Italian architect and design studio, Atelier Mendini and New York-based industrial designer Karim Rashid, has collaborated with the M.N. Metropolitana di Napoli to create the interiors of the University of Naples subway station.
Rashid said a subway station is a temporal, transitional space, yet the commuter is contained for a short period of time before continuing his/her journey. The design concept focuses on the commuter experience within the train station, and how the surrounding environment can serve as a respite in a person’s daily schedule.
“There was a great synergy working with Atelier Mendini, particularly on the creative and technical level highly required for this project,” he said.
The subway station is the first of five new facilities integrating the Naples subway line 1 that serves strategic areas of the town and is part of the “Art Stations” network, which are all conceived by internationally renowned architects and enriched in both interiors and exteriors, by sculptures, installations and contemporary artworks.
Entering the venue from the piazza, the visitor walks though a space clad with tiles, each one printed with new words created in the last century.
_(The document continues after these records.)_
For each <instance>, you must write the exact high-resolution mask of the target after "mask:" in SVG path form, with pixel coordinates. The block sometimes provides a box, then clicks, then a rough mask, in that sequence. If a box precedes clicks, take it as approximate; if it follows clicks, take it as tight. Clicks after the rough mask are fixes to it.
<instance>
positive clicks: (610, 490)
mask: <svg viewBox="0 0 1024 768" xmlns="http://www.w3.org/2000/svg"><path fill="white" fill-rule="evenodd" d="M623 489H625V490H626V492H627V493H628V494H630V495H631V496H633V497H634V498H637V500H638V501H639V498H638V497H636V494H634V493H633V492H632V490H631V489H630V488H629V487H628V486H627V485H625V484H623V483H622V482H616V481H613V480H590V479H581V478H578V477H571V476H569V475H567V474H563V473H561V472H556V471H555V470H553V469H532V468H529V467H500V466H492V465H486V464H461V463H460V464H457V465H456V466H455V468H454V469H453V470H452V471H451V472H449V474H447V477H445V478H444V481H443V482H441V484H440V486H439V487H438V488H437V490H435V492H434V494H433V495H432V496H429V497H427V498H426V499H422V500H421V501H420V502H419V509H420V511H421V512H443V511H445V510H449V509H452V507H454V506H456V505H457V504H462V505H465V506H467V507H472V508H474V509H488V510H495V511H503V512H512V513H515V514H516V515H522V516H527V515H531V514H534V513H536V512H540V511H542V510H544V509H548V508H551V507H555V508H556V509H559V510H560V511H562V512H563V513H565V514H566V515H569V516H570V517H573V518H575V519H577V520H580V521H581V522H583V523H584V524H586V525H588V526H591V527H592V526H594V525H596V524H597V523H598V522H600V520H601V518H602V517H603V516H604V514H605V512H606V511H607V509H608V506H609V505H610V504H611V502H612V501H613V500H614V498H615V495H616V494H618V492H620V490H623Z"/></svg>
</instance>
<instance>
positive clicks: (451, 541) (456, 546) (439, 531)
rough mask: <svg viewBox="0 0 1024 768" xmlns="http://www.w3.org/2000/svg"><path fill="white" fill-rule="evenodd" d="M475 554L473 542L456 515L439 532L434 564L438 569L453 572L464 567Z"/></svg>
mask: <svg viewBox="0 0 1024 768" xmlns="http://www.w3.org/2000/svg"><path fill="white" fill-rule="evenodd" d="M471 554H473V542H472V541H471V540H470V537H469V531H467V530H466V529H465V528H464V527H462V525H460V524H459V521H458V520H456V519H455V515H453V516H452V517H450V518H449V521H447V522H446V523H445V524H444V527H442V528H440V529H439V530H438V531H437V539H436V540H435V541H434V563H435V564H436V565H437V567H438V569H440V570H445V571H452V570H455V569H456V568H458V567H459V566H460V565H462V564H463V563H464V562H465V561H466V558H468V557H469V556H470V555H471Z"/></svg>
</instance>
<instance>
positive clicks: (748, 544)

The mezzanine level of the station has four black columns clad with DuPont Corian in Nocturne (black). These are all positioned close to the gates, with two in a cylindrical section, and the others featuring the profiles of huge heads.
Along the back wall of the lobby level are lenticular icons that change colour and perspective as commuters proceed to the platforms below and intersecting the space between the head profile benches is an abstracted, Synopsis sculpture reflecting the nodes of the brain and the synapses which occur within that.
Nearby, the subway station control centre is clad with DuPont Corian Glacier White to contrast with the pop-style graphics on the floor and wall.
Various artworks and other graphic art serve as a focal point. These abstract images invoke the user to shape the environment according to his/her own creative interpretations. The platform steps feature abstracted portraits of Dante and Beatrice. The accent colours, lime and pink, indicates the direction and guides visitors through the descent to the final destination.
“I started this project more than six years ago. I visited Naples, in 2004, for a briefing with Mendini then he and M.N. Metropolitana di Napoli selected various famous architects to design each station,” said Rashid.
“They showed me Gae Aulenti’s station design that was completed in 2002 as well as the station Mendini had designed. Aulenti’s station has work by Michelangelo Pistoletto and Joseph Kosuth. Some stations have art from Sol Lewitt to Sandro Chia. Alessandro and Francesco Mendini were the master planners on the projects.”